Driving Heat

Raley pushed back against Ochoa with a fake smile. “’Tude’s not helping.”


If there had been any doubt in Heat’s mind that the true jockeying for squad leader had begun, Roach’s trading elbows like that erased it. “Glad we’re all eager to jump in,” she said. “So let’s.” She turned to Lauren Parry, very much wanting a TOD window, but loathe to ask after what had just occurred. “Doctor, do what you do, and we’ll check in.” Parry gave her a you-got-it nod and crouched again beside the kayak to run her tests. Nikki continued, “Since what we have here is a scene of discovery more than an actual crime scene, we need to gather information about where the murder could have taken place.”

“And when,” said Rook. He turned to the ME. “Can’t help it, Doc. I see pigtails, I gotta pull ’em.”

“Nikki?” said Parry.

“Lauren?”

“Prelim, twelve to fourteen hours based on temp and lividity. Rook?”

“Lauren?”

“Suck it.”

Unfazed, he turned to the other detectives. “It’s a small price to pay to get you boys critical information on a timely basis. Your unspoken thanks is all I need.”

Nikki ran the math and peered across the wide expanse of waterway at the New Jersey bluffs. The windows of the high-rise apartments over in West New York and Union City were just starting to kick back glints of the sun’s first rays that in turn reflected off the water. There, where a cool-headed aviator had once miraculously set down an airliner, Nikki tried to envision the situation just before sunset the night before and to trace the path of an adrift twelve-foot Perception Tribute.

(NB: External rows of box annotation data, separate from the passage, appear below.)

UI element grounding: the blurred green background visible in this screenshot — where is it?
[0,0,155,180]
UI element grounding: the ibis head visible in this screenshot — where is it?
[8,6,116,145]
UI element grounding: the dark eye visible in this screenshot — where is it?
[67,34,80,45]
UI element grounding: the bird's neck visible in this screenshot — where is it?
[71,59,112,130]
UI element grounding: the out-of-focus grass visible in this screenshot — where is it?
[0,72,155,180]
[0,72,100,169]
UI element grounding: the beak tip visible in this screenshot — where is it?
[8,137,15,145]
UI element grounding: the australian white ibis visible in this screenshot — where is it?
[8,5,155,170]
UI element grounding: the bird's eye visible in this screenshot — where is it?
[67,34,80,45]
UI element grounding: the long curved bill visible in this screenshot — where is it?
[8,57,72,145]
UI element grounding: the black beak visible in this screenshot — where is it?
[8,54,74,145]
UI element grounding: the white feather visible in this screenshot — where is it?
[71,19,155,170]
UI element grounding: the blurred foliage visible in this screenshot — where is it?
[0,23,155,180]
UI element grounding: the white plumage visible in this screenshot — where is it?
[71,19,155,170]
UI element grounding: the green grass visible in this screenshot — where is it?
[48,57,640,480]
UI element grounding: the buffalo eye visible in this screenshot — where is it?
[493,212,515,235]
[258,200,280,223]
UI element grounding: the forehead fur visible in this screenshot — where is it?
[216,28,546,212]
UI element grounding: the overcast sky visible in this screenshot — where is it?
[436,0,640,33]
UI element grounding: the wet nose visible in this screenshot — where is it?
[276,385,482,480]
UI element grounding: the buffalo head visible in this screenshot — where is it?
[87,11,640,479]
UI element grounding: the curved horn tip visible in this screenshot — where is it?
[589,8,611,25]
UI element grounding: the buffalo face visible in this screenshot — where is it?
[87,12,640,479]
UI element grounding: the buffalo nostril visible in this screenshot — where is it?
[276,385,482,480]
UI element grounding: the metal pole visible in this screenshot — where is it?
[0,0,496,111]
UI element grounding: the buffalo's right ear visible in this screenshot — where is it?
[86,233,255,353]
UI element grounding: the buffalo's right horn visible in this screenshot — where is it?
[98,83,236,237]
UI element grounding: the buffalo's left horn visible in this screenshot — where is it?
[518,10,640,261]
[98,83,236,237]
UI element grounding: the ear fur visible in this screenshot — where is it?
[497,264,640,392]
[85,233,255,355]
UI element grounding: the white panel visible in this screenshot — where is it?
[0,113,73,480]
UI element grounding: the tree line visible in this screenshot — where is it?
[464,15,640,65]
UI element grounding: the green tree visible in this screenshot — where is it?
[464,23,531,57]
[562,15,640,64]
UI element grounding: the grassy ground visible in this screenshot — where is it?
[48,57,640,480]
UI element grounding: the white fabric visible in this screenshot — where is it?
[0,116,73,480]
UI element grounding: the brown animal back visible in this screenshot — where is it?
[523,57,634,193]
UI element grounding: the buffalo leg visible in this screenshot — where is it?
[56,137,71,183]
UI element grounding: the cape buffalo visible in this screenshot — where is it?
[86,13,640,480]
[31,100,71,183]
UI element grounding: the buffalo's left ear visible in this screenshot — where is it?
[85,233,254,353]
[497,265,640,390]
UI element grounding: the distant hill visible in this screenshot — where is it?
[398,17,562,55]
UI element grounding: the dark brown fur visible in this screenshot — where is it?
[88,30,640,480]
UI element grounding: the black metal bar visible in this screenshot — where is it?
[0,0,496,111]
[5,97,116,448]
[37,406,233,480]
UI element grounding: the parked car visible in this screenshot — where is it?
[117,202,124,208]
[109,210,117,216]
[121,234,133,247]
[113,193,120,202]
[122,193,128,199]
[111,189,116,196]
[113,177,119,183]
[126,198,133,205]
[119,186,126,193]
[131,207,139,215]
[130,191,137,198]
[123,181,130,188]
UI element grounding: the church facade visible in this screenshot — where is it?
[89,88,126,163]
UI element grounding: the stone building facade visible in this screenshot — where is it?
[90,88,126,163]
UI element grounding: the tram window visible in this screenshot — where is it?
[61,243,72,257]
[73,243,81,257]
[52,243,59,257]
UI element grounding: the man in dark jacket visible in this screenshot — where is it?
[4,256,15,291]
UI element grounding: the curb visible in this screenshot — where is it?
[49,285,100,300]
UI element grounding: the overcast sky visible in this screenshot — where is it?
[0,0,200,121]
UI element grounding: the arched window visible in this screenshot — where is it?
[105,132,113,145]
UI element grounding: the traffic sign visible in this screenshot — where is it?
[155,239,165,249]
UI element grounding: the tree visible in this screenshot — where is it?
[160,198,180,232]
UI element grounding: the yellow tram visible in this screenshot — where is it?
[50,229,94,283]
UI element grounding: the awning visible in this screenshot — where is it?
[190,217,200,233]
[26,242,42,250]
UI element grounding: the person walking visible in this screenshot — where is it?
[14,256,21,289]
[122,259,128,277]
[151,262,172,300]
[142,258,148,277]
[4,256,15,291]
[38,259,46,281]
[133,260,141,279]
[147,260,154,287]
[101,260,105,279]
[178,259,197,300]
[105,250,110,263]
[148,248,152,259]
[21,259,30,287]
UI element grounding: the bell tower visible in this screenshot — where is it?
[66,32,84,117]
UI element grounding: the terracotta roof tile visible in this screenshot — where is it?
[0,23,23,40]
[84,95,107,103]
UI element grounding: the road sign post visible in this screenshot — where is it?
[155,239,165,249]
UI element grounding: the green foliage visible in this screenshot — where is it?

“Getting a fix on his point of origin’s going to be a bear,” said Rhymer. “I did a lot of kayaking in Roanoke, growing up. A boat like this with a shallow draft, in windy conditions, nobody steering…Criminy, who knows?”

Heat continued her survey anyway, following potential courses from upriver near Harlem and the Bronx. Rook moved close beside her and said, “Mahicantuck. That’s the name Manhattan’s indigenous tribe gave the Hudson. Translated, it means ‘the river that flows two ways.’ Which is to say it’s an estuary. Which is to say he could have just as easily come from the opposite direction, up from the Battery. To calculate the drift pattern, you’re going to have to check tide charts to find out the ebb and flood over two cycles.” He saw the frustration this observation provoked and said, “Hey, facts are my business. You get in a relationship with a journalist, it’s not always going to be good news.”

With no other useful information likely to pop up at a secondary crime scene, Heat left Dr. Parry and her crew to finish the prelim on the body, assigned a foot patrol to keep an eye out for fishermen in case any of them had spotted unusual activity the night before, and set out for the Twentieth to convene the squad and get a Murder Board started.